In pratica, un investimento di 10.000 euro, a scadenza si trasformerebbe in 27.202 euro, con un guadagno di 17.202 euro, al netto dell’aliquota fiscale del 26%.

Ma il condizionale è d’obbligo. Secondo i dati sui credit default swap, il mercato assegna ad Altice una probabilità di default del 61%: più di una possibilità su due che il titolo non venga mai rimborsato.

La società madre, Altice France, ha accumulato 24 miliardi di euro di debiti. Il 2024 è stato un anno nero: calo dei ricavi, perdita di clienti in Israele e Repubblica Dominicana, cessione di asset strategici come Teads e Geodesia. La leva finanziaria resta troppo elevata, il flusso di cassa operativo è negativo e la visibilità sul rimborso dei prestiti è scarsa.

Con oltre 600 milioni di euro in scadenza solo nel 2025, Altice è impegnata in una difficile trattativa di ristrutturazione. E, come avverte JPMorgan, le sorti dell’intero mercato europeo degli high yield dipendono in parte anche dall’esito di questa partita. Dunque, il rischio per gli investitori è estremamente alto.

DISCLAIMER
Le informazioni e le considerazioni contenute nel presente articolo non devono essere utilizzate come unico o principale supporto in base al quale assumere decisioni relative agli investimenti.
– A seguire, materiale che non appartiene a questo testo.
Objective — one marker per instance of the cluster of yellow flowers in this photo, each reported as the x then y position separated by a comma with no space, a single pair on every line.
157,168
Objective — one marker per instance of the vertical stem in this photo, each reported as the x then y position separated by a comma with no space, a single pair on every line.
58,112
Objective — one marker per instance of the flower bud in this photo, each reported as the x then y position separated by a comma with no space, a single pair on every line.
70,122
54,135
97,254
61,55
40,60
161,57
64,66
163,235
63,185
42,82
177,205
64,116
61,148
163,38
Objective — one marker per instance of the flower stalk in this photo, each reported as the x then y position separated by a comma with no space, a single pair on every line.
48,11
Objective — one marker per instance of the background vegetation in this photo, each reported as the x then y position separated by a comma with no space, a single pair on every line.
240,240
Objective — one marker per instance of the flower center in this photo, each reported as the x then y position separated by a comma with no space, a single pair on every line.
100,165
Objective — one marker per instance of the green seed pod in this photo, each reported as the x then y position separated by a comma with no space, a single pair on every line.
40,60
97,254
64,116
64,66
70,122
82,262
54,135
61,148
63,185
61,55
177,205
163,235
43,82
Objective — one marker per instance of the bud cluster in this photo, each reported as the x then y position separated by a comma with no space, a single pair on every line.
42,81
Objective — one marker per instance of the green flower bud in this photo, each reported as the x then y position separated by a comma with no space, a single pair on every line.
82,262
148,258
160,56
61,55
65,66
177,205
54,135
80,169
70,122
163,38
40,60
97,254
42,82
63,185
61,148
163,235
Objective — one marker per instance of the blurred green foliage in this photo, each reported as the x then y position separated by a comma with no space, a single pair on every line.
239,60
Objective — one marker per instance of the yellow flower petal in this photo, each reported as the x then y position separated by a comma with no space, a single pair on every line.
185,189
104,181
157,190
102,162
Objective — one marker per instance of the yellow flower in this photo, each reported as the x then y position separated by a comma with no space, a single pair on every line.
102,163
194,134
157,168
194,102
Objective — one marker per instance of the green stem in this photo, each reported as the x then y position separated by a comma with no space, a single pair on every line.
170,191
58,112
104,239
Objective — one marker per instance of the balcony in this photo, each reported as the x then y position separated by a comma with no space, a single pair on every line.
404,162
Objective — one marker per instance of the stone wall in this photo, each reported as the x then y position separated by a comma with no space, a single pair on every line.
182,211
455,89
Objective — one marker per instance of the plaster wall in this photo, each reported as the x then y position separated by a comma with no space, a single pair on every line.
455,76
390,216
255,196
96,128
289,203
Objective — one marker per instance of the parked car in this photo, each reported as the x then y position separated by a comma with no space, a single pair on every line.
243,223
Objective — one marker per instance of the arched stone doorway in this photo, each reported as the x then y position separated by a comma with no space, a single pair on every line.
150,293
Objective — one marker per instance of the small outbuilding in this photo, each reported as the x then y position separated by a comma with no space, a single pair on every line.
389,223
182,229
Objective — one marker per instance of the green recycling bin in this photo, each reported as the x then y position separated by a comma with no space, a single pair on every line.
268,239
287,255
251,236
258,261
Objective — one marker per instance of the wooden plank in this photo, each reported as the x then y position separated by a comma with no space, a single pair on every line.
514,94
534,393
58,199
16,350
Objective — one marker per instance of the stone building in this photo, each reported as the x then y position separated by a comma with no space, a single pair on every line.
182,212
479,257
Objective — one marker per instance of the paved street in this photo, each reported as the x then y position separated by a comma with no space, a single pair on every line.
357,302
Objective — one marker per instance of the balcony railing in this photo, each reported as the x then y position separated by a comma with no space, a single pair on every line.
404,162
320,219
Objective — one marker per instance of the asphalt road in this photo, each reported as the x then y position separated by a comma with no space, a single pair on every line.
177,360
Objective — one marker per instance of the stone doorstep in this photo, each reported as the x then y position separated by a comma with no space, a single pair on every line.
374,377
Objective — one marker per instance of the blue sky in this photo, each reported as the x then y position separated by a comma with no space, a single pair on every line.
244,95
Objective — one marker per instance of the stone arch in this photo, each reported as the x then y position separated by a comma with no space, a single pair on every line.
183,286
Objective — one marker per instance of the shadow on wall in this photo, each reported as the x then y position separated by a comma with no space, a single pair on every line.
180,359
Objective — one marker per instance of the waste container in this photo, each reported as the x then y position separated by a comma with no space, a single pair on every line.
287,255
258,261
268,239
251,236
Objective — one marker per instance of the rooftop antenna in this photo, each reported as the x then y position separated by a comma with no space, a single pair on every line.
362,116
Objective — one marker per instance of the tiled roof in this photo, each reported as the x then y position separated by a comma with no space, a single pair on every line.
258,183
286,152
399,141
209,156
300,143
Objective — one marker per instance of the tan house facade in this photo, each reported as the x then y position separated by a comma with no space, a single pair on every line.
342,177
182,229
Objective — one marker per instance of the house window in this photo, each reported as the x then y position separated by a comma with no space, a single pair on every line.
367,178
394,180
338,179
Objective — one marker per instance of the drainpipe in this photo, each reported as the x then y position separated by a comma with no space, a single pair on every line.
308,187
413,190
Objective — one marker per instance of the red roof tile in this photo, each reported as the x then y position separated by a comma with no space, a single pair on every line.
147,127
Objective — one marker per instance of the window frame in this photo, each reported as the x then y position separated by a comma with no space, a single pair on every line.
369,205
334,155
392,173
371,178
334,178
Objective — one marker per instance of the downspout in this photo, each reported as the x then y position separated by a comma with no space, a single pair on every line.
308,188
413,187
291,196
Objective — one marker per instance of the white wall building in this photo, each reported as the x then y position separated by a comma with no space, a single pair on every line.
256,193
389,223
Il lettore mantiene la piena libertà nelle proprie scelte d’investimento e la piena responsabilità nell’effettuazione delle stesse, poiché egli solo conosce la sua propensione al rischio e il suo orizzonte temporale. Le informazioni contenute nell’articolo sono fornite a mero scopo informativo e la loro divulgazione non costituisce e non è da considerarsi un’offerta o sollecitazione al pubblico risparmio.